2 outage area load parameter of table
3 isolated island of table divides region
It is iterated solution by MAPSO algorithm, is operated according to the switch of solution after carrying out load transfer, the load of recovery Situation is as shown in table 4;
4 MAPSO load transfer strategy of table
Finally, it solves by the above method, breaks down simultaneously at 7,23, then the outer non-faulting outage area load of isolated island By power supply point 36 and 22 by closure interconnection switch 1,4,12, power loss load transfer is realized;After major network service restoration, DG2, DG4 is incorporated into the power networks by the realization of closure switch 9,24, to restore the common load being removed power supply.
Be simulation example by IEEE distribution network system containing DG, carry out specific emulation and analysis shows, it can be seen that institute The active power distribution network failure afterload based on intelligent granule colony optimization algorithm mentioned turns effectively provide operation strategy for method, this Method considers a variety of constraint conditions, is operated based on MAPSO to switch and loss two targets of load optimize, algorithmic statement Speed is fast, and accuracy rate is high, can restore quickly turning for the outer intelligent distribution network non-faulting outage area load of isolated island to the maximum extent For.
It should be noted that above-described embodiment is only presently preferred embodiments of the present invention, there is no be used to limit the present invention Protection scope, the equivalent substitution or substitution made based on the above technical solution belongs to protection model of the invention It encloses.

Claims (5)

1. a kind of active power distribution network failure afterload based on intelligent granule colony optimization algorithm turns for method, which is characterized in that institute State method the following steps are included:
When power distribution network containing DG breaks down, load transfer step are as follows:
Step a: after failure occurs, check whether non-faulting power supply interrupted district includes DG, if containing DG, is decided whether according to its type Isolated operation or off-grid operation, turn to walk b if isolated operation, otherwise turn to walk d;
Step b: according to the DG isolated island division principle pre-established, dividing isolated operation range, and important load in isolated island is maintained to supply Electricity;
Step c: the block switch that need to be disconnected when the formation of DG isolated island and outage area branch block switch position are searched, isolated island is transferred to Operational mode;
It establishes the distribution network load containing DG to turn to adjust network structure information for model, proposes to use intelligent body Particle Swarm Optimization Method searches for the non-faulting outage area restoration path outside isolated island,
Step d: it executes MAPSO load transfer algorithm and entirely solves process;
Step e: after major network load transfer, according to frequency, the amplitude of voltage and the phase of power distribution network, within the scope of load transfer Contained isolated island carries out simultaneous interconnecting operation, otherwise the method for operation before being restored to failure continues isolated operation.

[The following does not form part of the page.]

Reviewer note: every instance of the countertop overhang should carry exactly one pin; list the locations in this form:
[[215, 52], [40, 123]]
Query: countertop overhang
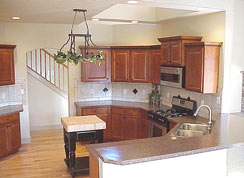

2. the active power distribution network failure afterload according to claim 1 based on intelligent granule colony optimization algorithm turns supplier Method, which is characterized in that
The step a is specific as follows, when power distribution network breaks down, carries out region division to power distribution network first, is broadly divided into event Barrier region, normal power supply region and non-faulting power supply interrupted district determine failure according to physical location of the distributed generation resource in topology The DG method of operation afterwards, be broadly divided into direct off-grid, it is grid-connected or can not isolated operation, grid-connected or three kinds of isolated operation, respectively with A, B, C type indicates.
3. the active power distribution network failure afterload according to claim 1 based on intelligent granule colony optimization algorithm turns supplier Method, which is characterized in that
Isolated island division principle in the step b, specific as follows:
1) meet total power load in isolated island to be no more than under the premise of DG power generation total amount, it is preferential to guarantee important load power supply;
2) guarantee isolated island in device line it is in a safe condition, avoid overload with it is out-of-limit;
It 3), will according to isolated island division principle is pre-established containing the c-type DG for having island operating capacity in non-faulting outage area It is converted into isolated operation mode, maintains important load power supply in isolated island;If DG containing Type B, it is divided into have as far as possible and is adjusted It is run in the isolated island that the c-type DG of frequency modulation pressure energy power is constituted, otherwise follows A type DG off-grid.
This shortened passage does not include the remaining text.